The Devil Soldier

Included below is a summary of Caleb Carr’s second non-fiction work, The Devil Soldier: The American Soldier of Fortune Who Became a God in China, which was published by Random House in 1991. Selected critical reception has also been included. For summaries and selected critical reception of Caleb Carr’s other fiction and non-fiction works, please use the menu.

The Devil Soldier Summary

17th Street’s Blurb

The Devil Soldier

Within The Devil Soldier, Caleb Carr presents the fascinating story of American soldier of fortune, Frederick Townsend Ward, who commanded an army for the imperial Chinese government during an incredibly savage civil war known as the Taiping rebellion. Ward’s tale is both thrilling and inspiring; the odds that he faced were astounding, and his achievements were remarkable. It would be difficult not to like the portrait of Ward that Carr paints throughout this action-packed biography, and the reader is bound to develop some degree of affection for “the small man in the blue coat.”

Due to the lack of primary research material relating to Ward’s life, The Devil Soldier is as much a work examining the social, political, and military history of China in the mid-19th century as it is a biography of the man himself. Although this work may be best appreciated by those who have some prior knowledge of military history, even readers without any useful background in this field of study will find this well-written and meticulously researched biography an interesting and enjoyable read.

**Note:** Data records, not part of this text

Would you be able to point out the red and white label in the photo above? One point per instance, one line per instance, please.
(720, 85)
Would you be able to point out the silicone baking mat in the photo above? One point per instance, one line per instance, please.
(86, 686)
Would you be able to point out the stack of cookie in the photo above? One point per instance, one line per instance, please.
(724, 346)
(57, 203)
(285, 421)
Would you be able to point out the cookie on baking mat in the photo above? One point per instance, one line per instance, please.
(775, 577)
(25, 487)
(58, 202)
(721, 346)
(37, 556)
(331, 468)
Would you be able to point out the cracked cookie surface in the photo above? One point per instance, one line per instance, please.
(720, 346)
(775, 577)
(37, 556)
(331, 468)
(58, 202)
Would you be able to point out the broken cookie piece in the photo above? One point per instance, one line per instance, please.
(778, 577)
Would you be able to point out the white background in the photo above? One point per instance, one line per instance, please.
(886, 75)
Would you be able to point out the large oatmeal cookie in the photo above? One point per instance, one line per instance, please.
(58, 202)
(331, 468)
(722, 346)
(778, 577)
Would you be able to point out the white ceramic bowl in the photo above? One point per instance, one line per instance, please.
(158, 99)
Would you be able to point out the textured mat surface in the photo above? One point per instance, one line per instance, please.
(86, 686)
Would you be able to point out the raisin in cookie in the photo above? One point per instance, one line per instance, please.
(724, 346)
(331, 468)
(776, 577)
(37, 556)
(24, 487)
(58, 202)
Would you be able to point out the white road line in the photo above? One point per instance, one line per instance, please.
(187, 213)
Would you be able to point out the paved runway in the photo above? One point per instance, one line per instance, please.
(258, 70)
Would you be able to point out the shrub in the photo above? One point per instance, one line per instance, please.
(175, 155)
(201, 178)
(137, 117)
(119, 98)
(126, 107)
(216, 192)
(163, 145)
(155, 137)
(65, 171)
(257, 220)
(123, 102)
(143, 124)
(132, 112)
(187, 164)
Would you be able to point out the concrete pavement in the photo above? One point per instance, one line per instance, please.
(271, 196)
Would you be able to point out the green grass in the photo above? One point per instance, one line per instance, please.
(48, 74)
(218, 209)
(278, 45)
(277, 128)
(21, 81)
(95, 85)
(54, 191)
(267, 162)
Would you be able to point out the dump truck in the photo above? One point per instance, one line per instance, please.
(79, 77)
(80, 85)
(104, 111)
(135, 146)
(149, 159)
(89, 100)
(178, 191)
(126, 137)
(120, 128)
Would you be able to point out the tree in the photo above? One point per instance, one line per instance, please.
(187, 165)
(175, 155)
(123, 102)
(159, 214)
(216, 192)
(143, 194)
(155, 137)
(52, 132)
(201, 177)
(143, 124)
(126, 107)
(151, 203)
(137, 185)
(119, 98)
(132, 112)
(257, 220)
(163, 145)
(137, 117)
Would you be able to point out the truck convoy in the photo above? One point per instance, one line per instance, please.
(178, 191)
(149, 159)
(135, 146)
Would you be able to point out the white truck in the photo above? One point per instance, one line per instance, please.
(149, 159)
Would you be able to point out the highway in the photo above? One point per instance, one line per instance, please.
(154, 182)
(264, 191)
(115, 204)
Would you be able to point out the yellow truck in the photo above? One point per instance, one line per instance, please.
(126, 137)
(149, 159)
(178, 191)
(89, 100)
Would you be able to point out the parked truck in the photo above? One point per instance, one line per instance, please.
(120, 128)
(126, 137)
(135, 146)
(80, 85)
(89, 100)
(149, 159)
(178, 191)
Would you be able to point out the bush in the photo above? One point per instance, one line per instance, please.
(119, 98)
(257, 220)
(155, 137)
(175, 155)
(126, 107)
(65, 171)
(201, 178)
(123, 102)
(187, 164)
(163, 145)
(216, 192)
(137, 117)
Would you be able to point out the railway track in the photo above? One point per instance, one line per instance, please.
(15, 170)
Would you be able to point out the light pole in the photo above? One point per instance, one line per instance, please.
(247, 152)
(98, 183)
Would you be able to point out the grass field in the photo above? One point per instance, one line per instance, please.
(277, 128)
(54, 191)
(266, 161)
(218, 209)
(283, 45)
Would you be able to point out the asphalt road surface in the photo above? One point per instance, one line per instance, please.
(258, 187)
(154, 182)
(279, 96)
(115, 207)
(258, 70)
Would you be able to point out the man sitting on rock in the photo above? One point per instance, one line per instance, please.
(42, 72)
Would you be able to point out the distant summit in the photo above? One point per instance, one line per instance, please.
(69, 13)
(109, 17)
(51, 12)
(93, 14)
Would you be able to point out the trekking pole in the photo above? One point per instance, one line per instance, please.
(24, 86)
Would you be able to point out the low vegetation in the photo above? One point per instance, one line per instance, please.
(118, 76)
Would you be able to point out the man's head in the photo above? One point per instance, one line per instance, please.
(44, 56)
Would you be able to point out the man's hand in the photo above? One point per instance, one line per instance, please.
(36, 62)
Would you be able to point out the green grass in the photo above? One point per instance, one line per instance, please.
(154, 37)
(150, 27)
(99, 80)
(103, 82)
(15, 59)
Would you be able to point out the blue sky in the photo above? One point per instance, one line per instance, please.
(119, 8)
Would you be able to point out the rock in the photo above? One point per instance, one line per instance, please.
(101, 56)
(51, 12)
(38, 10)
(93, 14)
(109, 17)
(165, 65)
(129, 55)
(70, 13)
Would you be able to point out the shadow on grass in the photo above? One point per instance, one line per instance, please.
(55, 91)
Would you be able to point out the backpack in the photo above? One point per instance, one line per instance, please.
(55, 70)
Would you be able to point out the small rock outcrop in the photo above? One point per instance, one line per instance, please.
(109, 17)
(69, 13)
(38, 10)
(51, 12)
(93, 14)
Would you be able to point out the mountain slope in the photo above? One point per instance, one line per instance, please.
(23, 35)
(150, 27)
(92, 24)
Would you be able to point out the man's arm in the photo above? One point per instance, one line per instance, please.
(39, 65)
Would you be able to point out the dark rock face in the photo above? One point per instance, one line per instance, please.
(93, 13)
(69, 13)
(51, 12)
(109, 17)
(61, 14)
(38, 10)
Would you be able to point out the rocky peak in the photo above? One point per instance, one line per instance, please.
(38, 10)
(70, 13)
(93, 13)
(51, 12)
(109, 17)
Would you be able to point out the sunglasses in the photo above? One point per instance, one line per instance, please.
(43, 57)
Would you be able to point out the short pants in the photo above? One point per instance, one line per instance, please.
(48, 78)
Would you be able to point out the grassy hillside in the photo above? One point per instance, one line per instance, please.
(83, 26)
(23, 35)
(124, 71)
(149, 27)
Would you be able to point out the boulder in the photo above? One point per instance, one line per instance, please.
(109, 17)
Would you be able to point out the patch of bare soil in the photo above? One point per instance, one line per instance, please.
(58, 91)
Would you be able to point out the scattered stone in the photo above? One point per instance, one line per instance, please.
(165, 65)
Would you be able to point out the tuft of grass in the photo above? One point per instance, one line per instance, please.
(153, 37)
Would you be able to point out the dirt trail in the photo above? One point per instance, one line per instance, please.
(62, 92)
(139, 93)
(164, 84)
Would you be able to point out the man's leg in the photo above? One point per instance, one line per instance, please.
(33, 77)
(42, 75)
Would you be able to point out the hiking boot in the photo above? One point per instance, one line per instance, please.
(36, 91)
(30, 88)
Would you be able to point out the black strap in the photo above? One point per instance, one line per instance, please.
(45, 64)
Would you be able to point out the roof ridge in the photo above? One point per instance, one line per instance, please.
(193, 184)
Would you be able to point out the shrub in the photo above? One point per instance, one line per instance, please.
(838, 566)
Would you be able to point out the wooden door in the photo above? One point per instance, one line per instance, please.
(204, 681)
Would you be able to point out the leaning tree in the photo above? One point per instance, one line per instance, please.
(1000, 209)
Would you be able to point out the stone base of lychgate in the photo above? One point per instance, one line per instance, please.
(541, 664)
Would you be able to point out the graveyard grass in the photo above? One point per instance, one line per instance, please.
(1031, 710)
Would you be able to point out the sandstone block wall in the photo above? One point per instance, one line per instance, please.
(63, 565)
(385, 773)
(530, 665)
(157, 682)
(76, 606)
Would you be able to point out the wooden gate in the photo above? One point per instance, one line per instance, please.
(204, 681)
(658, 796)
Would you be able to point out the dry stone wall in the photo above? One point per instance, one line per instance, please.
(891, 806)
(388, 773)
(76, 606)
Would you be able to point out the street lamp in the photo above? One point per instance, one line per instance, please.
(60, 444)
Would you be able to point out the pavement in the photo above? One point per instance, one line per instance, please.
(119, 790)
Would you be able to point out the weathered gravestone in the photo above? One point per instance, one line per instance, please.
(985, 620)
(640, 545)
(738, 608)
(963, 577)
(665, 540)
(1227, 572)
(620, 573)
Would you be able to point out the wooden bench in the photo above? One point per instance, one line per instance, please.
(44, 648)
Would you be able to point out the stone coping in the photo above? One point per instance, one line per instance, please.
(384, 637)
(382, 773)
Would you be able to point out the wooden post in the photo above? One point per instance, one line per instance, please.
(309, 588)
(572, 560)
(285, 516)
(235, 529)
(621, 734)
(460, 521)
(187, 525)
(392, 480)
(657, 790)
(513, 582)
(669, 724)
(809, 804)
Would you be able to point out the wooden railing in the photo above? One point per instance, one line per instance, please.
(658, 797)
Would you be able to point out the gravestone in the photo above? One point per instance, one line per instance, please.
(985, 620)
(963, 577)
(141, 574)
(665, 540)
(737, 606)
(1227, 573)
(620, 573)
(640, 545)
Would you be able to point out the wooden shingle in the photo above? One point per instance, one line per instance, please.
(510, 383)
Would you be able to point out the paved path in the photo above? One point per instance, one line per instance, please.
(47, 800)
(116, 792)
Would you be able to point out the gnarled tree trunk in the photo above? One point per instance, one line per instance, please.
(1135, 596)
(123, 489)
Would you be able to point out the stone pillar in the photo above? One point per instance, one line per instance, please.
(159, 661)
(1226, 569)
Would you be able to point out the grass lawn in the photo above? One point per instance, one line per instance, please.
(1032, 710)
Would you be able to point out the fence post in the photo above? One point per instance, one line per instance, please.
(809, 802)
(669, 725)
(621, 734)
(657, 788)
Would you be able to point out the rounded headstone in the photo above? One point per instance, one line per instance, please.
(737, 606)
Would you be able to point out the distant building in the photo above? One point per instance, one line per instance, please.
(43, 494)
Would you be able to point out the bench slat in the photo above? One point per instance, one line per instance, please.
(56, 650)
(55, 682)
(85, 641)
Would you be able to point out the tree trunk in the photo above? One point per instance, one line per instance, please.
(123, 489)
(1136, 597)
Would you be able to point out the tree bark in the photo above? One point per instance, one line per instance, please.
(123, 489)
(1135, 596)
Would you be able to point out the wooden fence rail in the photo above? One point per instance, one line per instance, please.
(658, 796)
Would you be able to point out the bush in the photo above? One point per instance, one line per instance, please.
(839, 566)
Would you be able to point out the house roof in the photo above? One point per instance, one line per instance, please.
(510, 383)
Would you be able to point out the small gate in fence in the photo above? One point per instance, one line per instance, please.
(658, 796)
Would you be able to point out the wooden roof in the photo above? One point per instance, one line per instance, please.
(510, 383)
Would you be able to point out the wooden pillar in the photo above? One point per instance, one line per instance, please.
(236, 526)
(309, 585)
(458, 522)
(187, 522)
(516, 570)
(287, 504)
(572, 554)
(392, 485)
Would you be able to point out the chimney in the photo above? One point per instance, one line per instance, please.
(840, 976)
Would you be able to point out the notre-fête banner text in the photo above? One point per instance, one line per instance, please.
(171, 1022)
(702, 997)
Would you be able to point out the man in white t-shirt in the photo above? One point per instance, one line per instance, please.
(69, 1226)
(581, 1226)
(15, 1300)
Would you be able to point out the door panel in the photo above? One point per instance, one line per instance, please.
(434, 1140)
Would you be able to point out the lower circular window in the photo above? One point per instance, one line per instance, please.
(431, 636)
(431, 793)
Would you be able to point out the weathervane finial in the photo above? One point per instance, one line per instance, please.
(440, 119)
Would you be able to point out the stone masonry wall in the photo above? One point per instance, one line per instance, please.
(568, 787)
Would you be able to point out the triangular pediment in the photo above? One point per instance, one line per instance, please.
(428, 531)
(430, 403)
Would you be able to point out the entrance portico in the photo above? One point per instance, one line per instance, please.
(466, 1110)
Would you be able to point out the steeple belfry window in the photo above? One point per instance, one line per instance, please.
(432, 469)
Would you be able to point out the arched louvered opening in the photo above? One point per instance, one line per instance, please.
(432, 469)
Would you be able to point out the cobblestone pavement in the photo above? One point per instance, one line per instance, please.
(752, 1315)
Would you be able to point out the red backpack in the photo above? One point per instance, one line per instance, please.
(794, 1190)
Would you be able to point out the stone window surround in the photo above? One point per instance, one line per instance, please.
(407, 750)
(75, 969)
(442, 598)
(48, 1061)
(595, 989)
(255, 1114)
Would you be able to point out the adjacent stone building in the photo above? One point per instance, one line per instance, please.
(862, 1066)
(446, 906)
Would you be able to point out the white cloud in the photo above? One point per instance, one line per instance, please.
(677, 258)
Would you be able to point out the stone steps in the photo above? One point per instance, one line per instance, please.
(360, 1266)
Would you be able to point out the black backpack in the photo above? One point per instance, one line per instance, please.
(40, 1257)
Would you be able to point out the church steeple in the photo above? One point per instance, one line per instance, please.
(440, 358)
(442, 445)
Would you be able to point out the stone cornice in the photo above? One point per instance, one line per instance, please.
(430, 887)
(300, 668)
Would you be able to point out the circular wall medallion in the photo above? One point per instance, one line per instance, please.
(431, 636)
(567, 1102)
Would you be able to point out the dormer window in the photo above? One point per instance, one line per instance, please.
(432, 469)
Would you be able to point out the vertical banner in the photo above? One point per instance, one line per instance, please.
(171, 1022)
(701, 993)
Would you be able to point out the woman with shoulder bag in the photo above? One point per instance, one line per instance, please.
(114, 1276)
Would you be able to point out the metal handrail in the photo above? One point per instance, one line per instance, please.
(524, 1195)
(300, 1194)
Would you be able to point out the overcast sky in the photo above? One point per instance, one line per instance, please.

The Devil Soldier Critical Reception

The New York Times:

In this book Caleb Carr, a novelist and a contributing editor of Military History Quarterly, argues that Ward was more than just the foreign “devil soldier” he was dubbed by the Taipings, and more than just an opportunistic mercenary exploited by a brutally corrupt dynasty in the bloodiest civil war in history … Despite the handicap of hardly any firsthand evidence (in a long tradition of unhelpful relatives, Ward’s sister-in-law burned all his papers), Mr. Carr in “The Devil Soldier” builds up a picture of a bright-eyed, courageous loner, the ultimate freelance, “answering to a set of values of his own devising” — values that, Mr. Carr suggests, were essentially right-minded — and, along the way, living “one of the great adventures in the history of Chinese-Western relations.” … By marshaling his scholarship well and setting it out as an adventure story, Mr. Carr gives a good picture of the buccaneering milieu of the time, and makes a plausible case for the devil soldier being on the side of the angels.

Los Angeles Times:

Imagine an American version of Lawrence of Arabia at large in 19th-Century China, add the devil-may-care exploits of Indiana Jones and the high moral purpose of Robin Hood, and you’ll have a rough idea of what the adventurer Frederick Townsend Ward was really like. His story, recounted by Caleb Carr in “The Devil Soldier” with authority and high spirits, is so marvelously improbable, so rich in exotic detail, that it often reads more like an historical thriller than the serious work of history that it is.

Chicago Tribune:

If ever a book of history were made for the movies, Caleb Carr’s “The Devil Soldier” is it. Frederick Townsend Ward, who led an imperial Chinese army against the Taiping rebels in the mid-19th Century, was a larger-than-life figure. Yet so little is known about Ward that no filmmaker need worry about being accused of taking liberties … Making a full-length biography out of the fragments of Ward’s life is not easy. Carr’s strategy is to spend considerable time speculating about the missing pieces and to describe at length the foreign and domestic politics swirling around Ward. “The Devil Soldier” is as much a history of the Chinese civil war as a biography of one of its leading generals.

Publisher’s Weekly:

With Yankee self-reliance, penniless soldier-of-fortune Frederick Townsend Ward (1831-1862) from Salem, Mass., made himself indispensable to China’s Manchu dynasty in its bloody crushing of the Taiping rebellion of 1859. Assembling and commanding a highly disciplined army of native Chinese soldiers in Shanghai, Ward was officially made a mandarin by China’s rulers. “In every sense a free-lance'”–a questioner of authority, military doctrine and even of national loyalty–he became a Chinese citizen and in 1862 married Yang Chang-mei, daughter of his most loyal backer. He died in battle the same year; his wife survived him by just one year, apparently dying of “extreme grief.” In this sympathetic, solid biography, Carr focuses on political and diplomatic history, portraying the adaptable mercenary as a harbinger of later efforts to open China to Western assistance.